Two scenarios cause liveness failure outside the EH:
-
Malicious committee capture: An attacker controls enough stake to obtain a committee within 112 epochs and deliberately stalls.
-
Honest failure: No attack, but no available provers—the committee fails to procure proving resources in time.
Scenario 1: Malicious Liveness Attack
An attacker could post invalid state transitions i.e. falsely showing a large exchange selling a massive AZTEC position, causing market panic. Since the state is unproven, it won’t finalize (assuming no soundness bugs), but during the ~77 minute proving window, ambiguity exists and markets may react.

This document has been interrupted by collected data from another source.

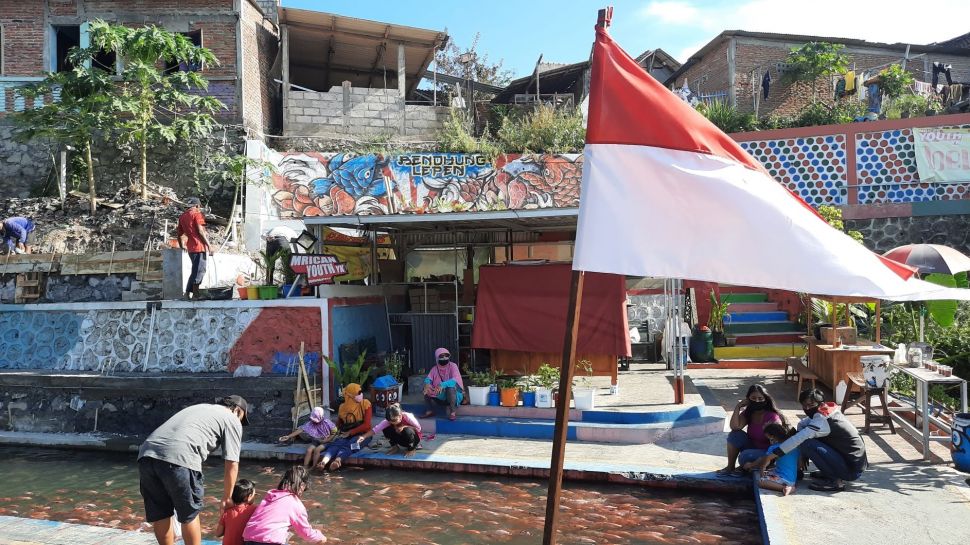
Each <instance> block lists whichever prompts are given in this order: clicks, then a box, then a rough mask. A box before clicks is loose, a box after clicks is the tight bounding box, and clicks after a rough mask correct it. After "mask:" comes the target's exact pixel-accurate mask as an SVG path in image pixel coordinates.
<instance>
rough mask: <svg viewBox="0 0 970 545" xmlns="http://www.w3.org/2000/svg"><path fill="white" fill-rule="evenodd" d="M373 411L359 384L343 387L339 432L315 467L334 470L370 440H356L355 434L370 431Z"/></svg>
mask: <svg viewBox="0 0 970 545" xmlns="http://www.w3.org/2000/svg"><path fill="white" fill-rule="evenodd" d="M373 413H374V408H373V407H372V406H371V403H370V400H367V399H364V393H363V391H361V389H360V384H356V383H352V384H348V385H347V387H346V388H344V402H343V403H341V404H340V408H339V409H338V410H337V429H338V430H340V433H339V434H338V435H337V438H336V439H334V440H333V441H331V442H330V444H329V445H328V446H327V447H326V448H325V449H324V451H323V453H322V454H321V457H320V461H319V462H318V463H317V465H316V469H322V470H329V471H336V470H338V469H340V466H341V465H342V464H343V461H344V459H345V458H347V457H348V456H350V455H351V454H353V452H354V450H356V448H358V447H359V446H366V445H367V443H368V442H370V437H368V438H367V440H365V441H363V442H358V441H357V436H358V435H360V434H363V433H367V432H368V431H370V428H371V424H370V420H371V416H372V415H373Z"/></svg>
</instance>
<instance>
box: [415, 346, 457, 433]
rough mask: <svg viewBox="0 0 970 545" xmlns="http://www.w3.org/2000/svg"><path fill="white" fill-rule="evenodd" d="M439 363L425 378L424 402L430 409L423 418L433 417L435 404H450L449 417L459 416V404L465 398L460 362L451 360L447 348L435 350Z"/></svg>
mask: <svg viewBox="0 0 970 545" xmlns="http://www.w3.org/2000/svg"><path fill="white" fill-rule="evenodd" d="M434 359H435V361H436V362H437V364H436V365H435V366H434V368H433V369H431V371H430V372H429V373H428V376H427V377H426V378H425V379H424V404H425V405H427V407H428V411H427V412H426V413H424V416H423V418H431V417H432V416H434V414H435V404H438V405H447V406H448V419H449V420H454V419H455V417H456V416H457V410H458V405H461V401H462V399H464V398H465V393H464V392H465V385H464V383H463V382H462V381H461V373H460V372H459V371H458V364H456V363H455V362H453V361H451V353H450V352H448V349H447V348H439V349H437V350H435V351H434Z"/></svg>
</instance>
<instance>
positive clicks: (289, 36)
mask: <svg viewBox="0 0 970 545" xmlns="http://www.w3.org/2000/svg"><path fill="white" fill-rule="evenodd" d="M280 45H281V46H282V49H283V52H282V53H281V55H282V57H283V58H282V61H281V64H282V66H283V134H286V129H287V128H288V127H287V125H288V123H287V120H286V118H287V116H289V113H290V31H289V25H280Z"/></svg>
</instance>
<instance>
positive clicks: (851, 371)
mask: <svg viewBox="0 0 970 545" xmlns="http://www.w3.org/2000/svg"><path fill="white" fill-rule="evenodd" d="M802 339H803V340H804V341H805V342H806V343H807V344H808V368H809V369H811V370H812V372H813V373H815V374H816V375H818V379H819V380H820V381H821V382H822V384H825V385H826V386H828V387H829V388H830V389H831V390H832V391H833V392H835V387H836V386H837V385H838V384H839V381H841V380H844V381H845V383H846V384H850V381H849V377H848V376H847V375H846V374H847V373H851V372H858V371H862V362H861V360H860V358H861V357H862V356H875V355H880V354H884V355H888V356H890V357H891V356H892V355H893V353H894V352H895V350H893V349H892V348H889V347H885V346H882V345H852V346H849V345H842V347H841V348H835V347H834V346H832V345H830V344H821V343H820V342H819V341H818V339H816V338H815V337H810V336H803V337H802Z"/></svg>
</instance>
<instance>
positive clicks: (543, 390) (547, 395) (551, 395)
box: [536, 388, 555, 409]
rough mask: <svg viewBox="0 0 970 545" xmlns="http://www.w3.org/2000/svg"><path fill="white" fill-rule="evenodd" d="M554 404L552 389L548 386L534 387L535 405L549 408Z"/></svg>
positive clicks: (553, 404)
mask: <svg viewBox="0 0 970 545" xmlns="http://www.w3.org/2000/svg"><path fill="white" fill-rule="evenodd" d="M554 404H555V402H554V400H553V398H552V390H550V389H549V388H536V407H540V408H543V409H549V408H551V407H552V406H553V405H554Z"/></svg>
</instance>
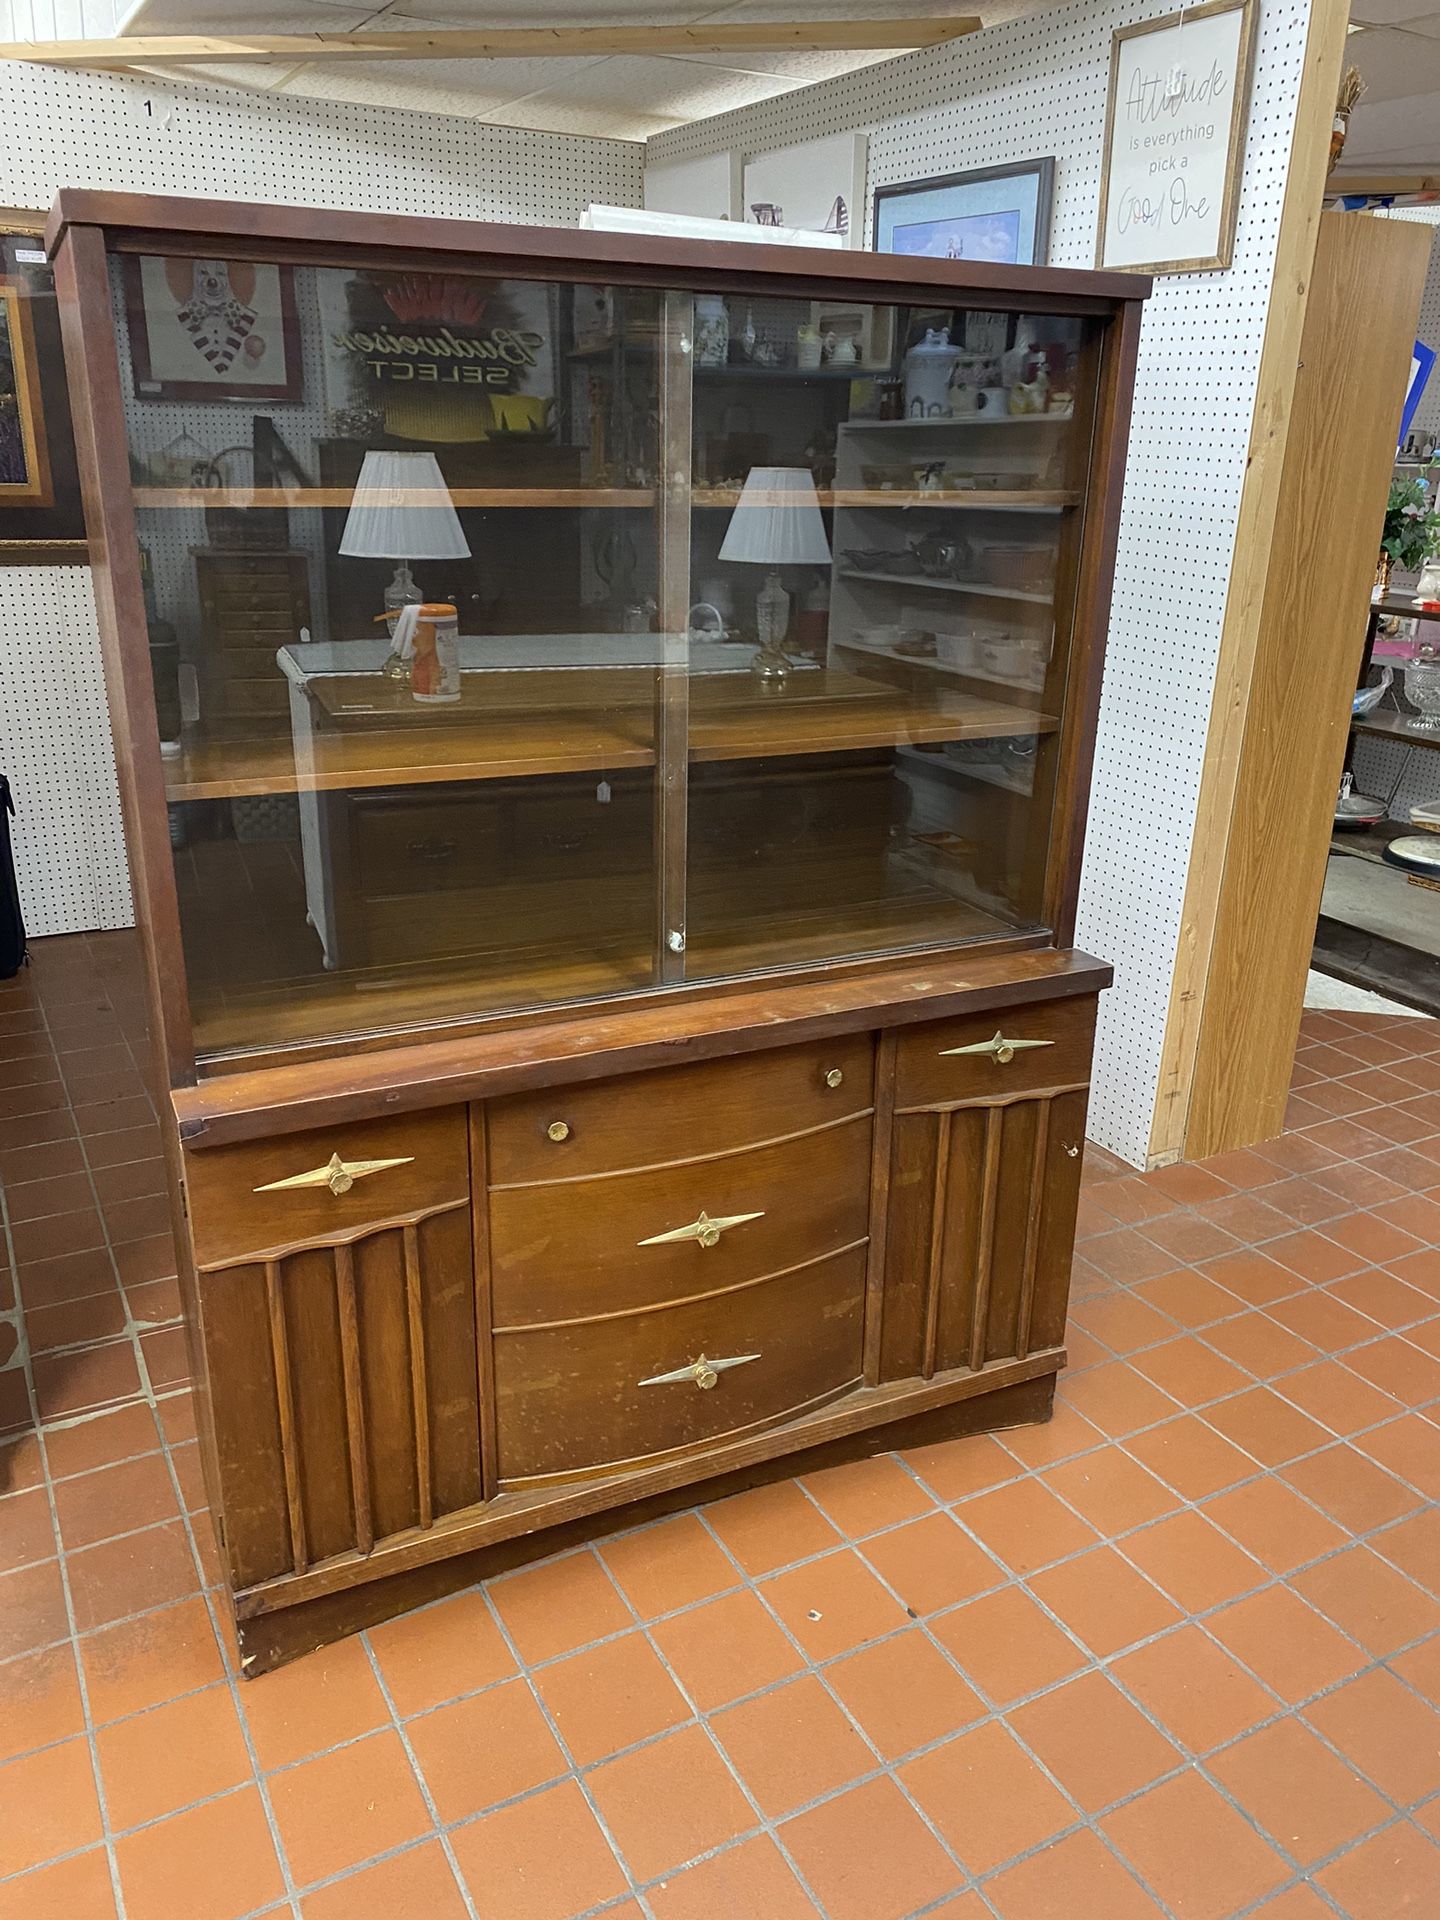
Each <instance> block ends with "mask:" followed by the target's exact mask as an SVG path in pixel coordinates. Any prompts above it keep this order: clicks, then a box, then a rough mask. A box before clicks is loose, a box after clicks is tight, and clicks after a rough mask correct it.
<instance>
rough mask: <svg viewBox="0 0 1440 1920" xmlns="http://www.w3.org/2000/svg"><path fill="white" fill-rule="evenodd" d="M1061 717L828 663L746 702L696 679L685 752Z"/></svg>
mask: <svg viewBox="0 0 1440 1920" xmlns="http://www.w3.org/2000/svg"><path fill="white" fill-rule="evenodd" d="M1058 724H1060V722H1058V720H1056V718H1054V716H1052V714H1037V712H1029V710H1027V708H1023V707H1012V705H1008V703H1004V701H985V699H975V697H973V695H964V693H956V695H941V697H939V699H927V701H918V699H914V695H908V693H902V691H900V689H897V687H891V685H881V684H879V682H876V680H860V678H856V676H852V674H839V672H833V670H826V672H820V674H797V676H795V678H793V680H791V684H789V689H787V691H785V693H781V695H774V693H762V695H755V697H751V699H747V701H745V703H724V699H716V697H714V695H707V691H705V682H703V680H701V682H695V684H693V685H691V714H689V756H691V760H758V758H770V756H780V755H808V753H854V751H858V749H864V747H904V745H939V743H943V741H947V739H1000V737H1004V735H1012V733H1052V732H1054V730H1056V726H1058Z"/></svg>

A 10–20% token dump is plausible. Pricing at ~15% of the committee capture cost yields:
~66M AZTEC
Scenario 2: Honest Committee Failure
An honest committee that fails to deliver proofs loses up-to their entire stake:
48 × 200,000 = 9.6M AZTEC
Recommendation:
We suggest pricing FAILED_HATCH_PUNISHMENT at 9.6M AZTEC to match the economic guarantees of the happy path. This ensures the EH proposer bears equivalent risk to an honest committee that fails to deliver proofs.

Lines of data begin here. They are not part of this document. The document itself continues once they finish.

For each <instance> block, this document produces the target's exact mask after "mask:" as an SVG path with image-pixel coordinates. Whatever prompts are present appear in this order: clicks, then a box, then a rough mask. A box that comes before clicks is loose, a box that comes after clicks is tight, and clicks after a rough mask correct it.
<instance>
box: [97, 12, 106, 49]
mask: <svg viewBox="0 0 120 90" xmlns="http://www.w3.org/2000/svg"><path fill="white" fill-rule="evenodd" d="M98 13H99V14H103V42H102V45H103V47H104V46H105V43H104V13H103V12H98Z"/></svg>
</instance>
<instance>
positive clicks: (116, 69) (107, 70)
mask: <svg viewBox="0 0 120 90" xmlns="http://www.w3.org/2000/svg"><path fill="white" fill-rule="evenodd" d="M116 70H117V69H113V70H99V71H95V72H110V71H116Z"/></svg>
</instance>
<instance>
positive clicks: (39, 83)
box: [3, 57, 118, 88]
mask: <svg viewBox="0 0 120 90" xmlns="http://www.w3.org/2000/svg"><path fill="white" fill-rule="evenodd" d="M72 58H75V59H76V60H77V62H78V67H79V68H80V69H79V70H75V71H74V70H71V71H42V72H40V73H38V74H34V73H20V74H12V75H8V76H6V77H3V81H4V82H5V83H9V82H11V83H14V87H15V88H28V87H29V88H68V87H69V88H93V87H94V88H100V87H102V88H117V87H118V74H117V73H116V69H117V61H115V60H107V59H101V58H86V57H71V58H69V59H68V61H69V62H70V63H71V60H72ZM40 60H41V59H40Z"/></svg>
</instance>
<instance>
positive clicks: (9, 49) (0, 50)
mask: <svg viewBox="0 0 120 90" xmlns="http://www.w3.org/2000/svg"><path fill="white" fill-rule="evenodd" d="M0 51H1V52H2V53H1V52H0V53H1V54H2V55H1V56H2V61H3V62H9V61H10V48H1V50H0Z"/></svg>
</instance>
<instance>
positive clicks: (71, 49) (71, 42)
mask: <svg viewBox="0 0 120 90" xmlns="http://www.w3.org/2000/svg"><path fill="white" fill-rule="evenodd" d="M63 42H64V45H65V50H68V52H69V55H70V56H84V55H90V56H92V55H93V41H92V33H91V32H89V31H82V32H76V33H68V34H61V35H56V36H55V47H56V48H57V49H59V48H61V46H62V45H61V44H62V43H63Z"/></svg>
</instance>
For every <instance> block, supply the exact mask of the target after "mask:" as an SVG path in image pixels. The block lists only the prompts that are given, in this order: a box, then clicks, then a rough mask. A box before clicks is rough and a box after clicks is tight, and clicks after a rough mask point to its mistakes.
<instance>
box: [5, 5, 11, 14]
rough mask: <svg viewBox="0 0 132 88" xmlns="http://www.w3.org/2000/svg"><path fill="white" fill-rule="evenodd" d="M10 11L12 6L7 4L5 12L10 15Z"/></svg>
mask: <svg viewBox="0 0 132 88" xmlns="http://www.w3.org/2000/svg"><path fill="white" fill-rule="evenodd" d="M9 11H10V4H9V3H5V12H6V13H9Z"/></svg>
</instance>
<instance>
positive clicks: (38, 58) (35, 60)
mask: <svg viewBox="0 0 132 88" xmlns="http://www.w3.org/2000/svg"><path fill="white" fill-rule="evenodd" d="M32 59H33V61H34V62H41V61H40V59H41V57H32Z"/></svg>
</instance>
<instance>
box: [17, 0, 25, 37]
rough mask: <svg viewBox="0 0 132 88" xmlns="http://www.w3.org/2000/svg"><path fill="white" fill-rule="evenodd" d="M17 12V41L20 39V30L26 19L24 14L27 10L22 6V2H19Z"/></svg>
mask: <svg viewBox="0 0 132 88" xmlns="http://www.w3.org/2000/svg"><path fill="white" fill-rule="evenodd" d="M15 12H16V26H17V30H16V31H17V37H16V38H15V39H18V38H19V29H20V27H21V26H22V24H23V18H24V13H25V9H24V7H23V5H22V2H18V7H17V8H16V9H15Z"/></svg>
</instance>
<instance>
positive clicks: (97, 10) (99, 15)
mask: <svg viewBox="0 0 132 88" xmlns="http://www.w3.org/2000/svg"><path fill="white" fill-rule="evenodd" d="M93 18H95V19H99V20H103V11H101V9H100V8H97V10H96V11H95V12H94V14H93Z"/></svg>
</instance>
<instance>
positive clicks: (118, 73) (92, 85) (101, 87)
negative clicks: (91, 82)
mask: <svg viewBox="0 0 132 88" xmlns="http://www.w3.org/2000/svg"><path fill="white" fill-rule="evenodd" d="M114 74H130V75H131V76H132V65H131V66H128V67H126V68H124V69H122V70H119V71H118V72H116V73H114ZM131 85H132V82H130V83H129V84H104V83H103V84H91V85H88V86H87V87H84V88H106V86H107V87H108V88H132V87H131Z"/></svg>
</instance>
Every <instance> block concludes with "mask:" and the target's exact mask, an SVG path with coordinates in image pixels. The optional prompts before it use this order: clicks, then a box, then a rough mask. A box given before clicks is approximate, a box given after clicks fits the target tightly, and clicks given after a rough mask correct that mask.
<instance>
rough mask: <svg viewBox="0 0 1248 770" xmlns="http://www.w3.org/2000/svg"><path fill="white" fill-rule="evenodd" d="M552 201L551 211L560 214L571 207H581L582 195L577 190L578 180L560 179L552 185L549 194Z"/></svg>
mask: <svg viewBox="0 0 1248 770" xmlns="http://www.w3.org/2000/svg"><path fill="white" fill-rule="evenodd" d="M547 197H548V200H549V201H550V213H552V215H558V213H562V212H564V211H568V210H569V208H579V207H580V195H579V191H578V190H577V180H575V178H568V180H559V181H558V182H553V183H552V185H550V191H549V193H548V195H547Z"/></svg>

| Parameter | Suggested Value |
|---|---|
FAILED_HATCH_PUNISHMENT |
9.6M AZTEC |
Pricing WITHDRAWAL_TAX
WITHDRAWAL_TAX is a fee deducted from every candidate’s bond upon exit, regardless of whether they successfully proposed or not.
Purpose:
The withdrawal tax serves the following functions - mainly the first one:
-
Discourages zero-cost or frivolous participation: Prevents entities from cheaply joining and exiting the candidate set without genuine intent to serve as proposers.
-
Increases manipulation cost: An attacker attempting to influence selection by cycling candidates in/out must pay the tax on each exit, making such strategies expensive.
Pricing Considerations:
The tax must balance two concerns:
| Concern | Implication |
|---|---|
| Too high | Limits usage of EH to L2 → L1 msgs that exit at least WT of value |
| Too low | Frequent disruption of the happy path block production |
Recommendation:
We suggest pricing WITHDRAWAL_TAX as a small percentage of BOND_SIZE , high enough to discourage frivolous participation, but low enough that legitimate candidates aren’t deterred from joining.

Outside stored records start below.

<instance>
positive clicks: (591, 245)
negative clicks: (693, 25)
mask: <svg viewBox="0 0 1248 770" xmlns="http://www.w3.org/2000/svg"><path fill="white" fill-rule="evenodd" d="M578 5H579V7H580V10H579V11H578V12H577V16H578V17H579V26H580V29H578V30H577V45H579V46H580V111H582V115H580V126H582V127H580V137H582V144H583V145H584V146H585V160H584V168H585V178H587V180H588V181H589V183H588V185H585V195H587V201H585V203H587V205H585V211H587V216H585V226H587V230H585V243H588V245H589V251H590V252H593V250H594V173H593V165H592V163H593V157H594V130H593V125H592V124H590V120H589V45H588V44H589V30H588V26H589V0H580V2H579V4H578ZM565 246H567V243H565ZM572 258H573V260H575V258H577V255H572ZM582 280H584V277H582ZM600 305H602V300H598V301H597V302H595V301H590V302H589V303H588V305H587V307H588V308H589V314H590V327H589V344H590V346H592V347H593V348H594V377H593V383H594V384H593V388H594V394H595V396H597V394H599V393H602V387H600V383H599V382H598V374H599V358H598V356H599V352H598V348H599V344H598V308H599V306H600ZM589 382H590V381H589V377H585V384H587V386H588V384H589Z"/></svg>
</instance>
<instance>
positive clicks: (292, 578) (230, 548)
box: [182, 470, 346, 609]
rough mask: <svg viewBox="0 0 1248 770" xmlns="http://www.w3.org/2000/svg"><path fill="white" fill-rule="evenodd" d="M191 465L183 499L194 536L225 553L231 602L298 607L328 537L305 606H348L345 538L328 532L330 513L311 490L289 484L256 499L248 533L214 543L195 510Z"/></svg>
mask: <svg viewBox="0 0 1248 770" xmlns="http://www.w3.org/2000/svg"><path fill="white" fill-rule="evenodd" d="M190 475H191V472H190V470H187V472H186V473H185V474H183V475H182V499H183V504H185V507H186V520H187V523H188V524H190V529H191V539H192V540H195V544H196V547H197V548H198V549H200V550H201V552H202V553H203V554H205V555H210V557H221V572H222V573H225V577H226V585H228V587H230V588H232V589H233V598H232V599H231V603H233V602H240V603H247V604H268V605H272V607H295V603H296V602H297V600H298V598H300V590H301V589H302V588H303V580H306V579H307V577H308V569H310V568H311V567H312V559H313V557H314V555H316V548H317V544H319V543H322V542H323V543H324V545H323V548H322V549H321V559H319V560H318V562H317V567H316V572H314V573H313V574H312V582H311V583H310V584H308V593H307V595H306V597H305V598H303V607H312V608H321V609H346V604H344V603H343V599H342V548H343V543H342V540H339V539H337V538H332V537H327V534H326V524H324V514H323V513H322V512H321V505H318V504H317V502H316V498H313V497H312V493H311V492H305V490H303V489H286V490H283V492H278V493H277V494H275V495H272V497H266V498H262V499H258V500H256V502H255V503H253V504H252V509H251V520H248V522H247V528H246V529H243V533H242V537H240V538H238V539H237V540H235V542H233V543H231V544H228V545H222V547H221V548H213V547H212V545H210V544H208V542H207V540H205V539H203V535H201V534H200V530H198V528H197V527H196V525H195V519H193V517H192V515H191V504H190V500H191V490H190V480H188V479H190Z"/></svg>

A tax of 0.1–1% of BOND_SIZE seems reasonable:
| Tax Rate | Value |
|---|---|
| 0.1% | 332K AZTEC |
| 0.5% | 1.66M AZTEC |
| 1.0% | 3.32M AZTEC |
| Parameter | Suggested Value |
|---|---|
WITHDRAWAL_TAX |
1.66M AZTEC (0.5% of bond) |
Conclusion
The Escape Hatch provides a credible, permissionless fallback for L2→L1 message liveness. By pricing BOND_SIZE against the cost of committee capture and FAILED_HATCH_PUNISHMENT against committee liveness guarantees, we ensure the EH offers equivalent economic security to the happy path—without creating a cheaper attack surface.
We invite the Aztec community to review these parameters and provide feedback. The goal is to make the Escape Hatch expensive enough to deter abuse, yet accessible enough to remain a credible last resort.